The Ridge Wallet LLC
- Trade name: Ridge
- Company type: Private
- Founded: 2013; 13 years ago Los Angeles, California
- Founder: Paul Kane; Daniel Kane;
- Headquarters: Santa Monica, California
- Key people: Sean Frank (CEO); Connor MacDonald (CMO); Marques Brownlee (board member);
- Products: Wallets, men's rings, backpacks, luggage, everyday carry accessories
- Website: ridge.com

= Ridge (company) =

American wallet manufacturer

Ridge (previously The Ridge) is a wallet and accessories manufacturer. Ridge was founded in 2013 by father and son Daniel and Paul Kane. The company initially relied on crowdfunding campaigns to finance the manufacturing of its products. The company's wallet patent has been the subject of litigation, which began in 2020.

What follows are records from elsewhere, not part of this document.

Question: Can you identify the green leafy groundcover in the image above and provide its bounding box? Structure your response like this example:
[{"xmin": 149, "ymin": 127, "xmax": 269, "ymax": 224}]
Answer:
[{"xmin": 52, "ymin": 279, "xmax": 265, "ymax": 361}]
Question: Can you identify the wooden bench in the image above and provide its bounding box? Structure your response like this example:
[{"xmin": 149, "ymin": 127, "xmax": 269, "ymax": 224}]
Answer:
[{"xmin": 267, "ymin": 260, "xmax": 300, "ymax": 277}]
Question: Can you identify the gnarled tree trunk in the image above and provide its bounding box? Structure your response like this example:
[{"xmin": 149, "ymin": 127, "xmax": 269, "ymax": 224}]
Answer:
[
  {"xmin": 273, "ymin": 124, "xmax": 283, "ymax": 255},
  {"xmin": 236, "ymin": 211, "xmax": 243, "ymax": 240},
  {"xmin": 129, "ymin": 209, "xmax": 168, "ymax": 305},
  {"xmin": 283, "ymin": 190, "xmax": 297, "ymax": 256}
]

Ridge was established in 2013 by Daniel and Paul Kane, who launched a Kickstarter campaign for Ridge Wallet as their flagship product. The campaign gained significant popularity and met its initial funding goal. The company has since expanded its product line to include rings, backpacks, and other accessories, along with new versions of its original wallet.

== Products ==
The company's primary product is a minimalist wallet made from materials such as aluminum, titanium, and carbon fiber. It features technology to prevent electronic pickpocketing and RFID skimming. Ridge Wallet has consistently been featured in the best of lists. The company also sells bags, phone cases, and knives. In 2021, the company introduced customization options to its products and, in 2023, began selling luggage. In 2024 they started selling men's rings.

== Litigation ==
Ridge is currently the plaintiff in three separate district court patent litigations and one patent and trade dress litigation in the International Trade Commission. Ridge accuses defendant Mosaic Brands, Inc. (doing business as Storus) of patent infringement in the District Court for the Central District of California. The lawsuit is the result of Ridge's counterclaim of patent infringement in a litigation originally brought by Mosaic. While Mosaic's suit was dismissed with prejudice, Ridge's suit continues following a successful reversal of a prior invalidity finding by the Federal Circuit. Ridge has also accused Mountain Voyage Company in the District Court of Colorado and Bemmo, Inc. in the Eastern District of New York of infringing its patent. In addition, Ridge sued several defendants for infringing on its patent and Ridge's trade dress in the International Trade Commission.